In particular, zeolites have been used in two types of molecular sieving membranes: mixed matrix membranes and pure zeolite membranes. To fabricate a mixed matrix membranes, zeolite crystals are first dispersed in a polymer solution. The dispersion is then cast into a film or spun into a tubular hollow fiber. Since the membrane thickness is desired to be less than 1 micron, it is necessary to have submicron zeolite particles.
In pure zeolite membrane fabrication, zeolite crystals are first deposited as a “seed” coating on a porous substrate and then grown into a thin continuous layer known as a zeolite membrane. The porous substrate provides mechanical stability for the membrane. In this approach crystals with submicron size are also preferred because the seed coatings will then be tightly packed and of high quality. Further, membrane thickness is ideally about 0.5-5 microns.
Among the various zeolite materials, DDR is a pure silica (SiO2) zeolite. The dimensions of the molecular sieving pores of the DDR zeolite are 3.6×4.4 angstrom. Due to its relatively small pore size, DDR can be used to separate light gases, such as CO2 (kinetic diameter=3.3 angstroms) from CH4 (diameter=3.8 angstroms). Other advantages of DDR zeolites include high thermal stability and chemical resistance due to the pure silica composition.
DDR zeolite crystals were first synthesized in 19861 and the synthesis was further developed by several researchers2-4. These synthesis methods either take long time (9-25 days) or produce very large crystals (20 to 50 micrometers). DDR zeolite membranes were first reported in 20045 and the results showed that CO2/CH4 selectivity was 220 at 301° K with feed pressure of 0.5 MPa.

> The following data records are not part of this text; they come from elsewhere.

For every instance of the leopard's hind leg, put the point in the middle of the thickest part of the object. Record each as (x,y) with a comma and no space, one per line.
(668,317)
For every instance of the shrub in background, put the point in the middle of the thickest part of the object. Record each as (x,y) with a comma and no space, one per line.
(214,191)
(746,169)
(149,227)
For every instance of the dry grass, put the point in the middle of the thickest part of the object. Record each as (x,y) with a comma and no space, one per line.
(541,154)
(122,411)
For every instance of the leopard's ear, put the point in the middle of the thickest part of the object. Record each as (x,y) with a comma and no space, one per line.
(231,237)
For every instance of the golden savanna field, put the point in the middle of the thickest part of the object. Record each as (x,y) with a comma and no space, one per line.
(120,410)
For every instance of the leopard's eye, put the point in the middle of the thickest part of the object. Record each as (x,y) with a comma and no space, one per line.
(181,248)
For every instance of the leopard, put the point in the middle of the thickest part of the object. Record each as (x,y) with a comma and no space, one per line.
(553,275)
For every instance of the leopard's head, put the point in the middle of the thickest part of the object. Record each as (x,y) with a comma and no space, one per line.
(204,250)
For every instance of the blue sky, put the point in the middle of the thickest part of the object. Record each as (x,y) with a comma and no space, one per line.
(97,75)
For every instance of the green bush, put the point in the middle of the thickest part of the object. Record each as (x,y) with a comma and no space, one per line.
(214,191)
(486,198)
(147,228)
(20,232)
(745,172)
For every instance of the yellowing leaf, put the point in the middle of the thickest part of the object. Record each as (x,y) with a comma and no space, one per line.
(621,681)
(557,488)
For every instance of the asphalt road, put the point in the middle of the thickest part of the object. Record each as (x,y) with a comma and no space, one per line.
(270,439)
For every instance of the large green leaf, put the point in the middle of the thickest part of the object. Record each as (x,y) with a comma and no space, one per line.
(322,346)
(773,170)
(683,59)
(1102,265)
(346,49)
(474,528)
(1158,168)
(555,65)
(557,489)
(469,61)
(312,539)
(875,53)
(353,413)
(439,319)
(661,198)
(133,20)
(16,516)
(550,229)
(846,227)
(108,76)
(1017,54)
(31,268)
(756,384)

However, there is no prior art on the synthesis of micron or nanometer sized DDR crystals, which are critical in fabricating high-quality membranes. In this disclosure, methods for synthesizing nanometer to micron size DDR zeolite crystals are described. Not only can the size and shape of the DDR crystal be controlled, but the synthesis time is significantly shortened. Thus, the methods and compositions described herein are a significant improvement on the prior art.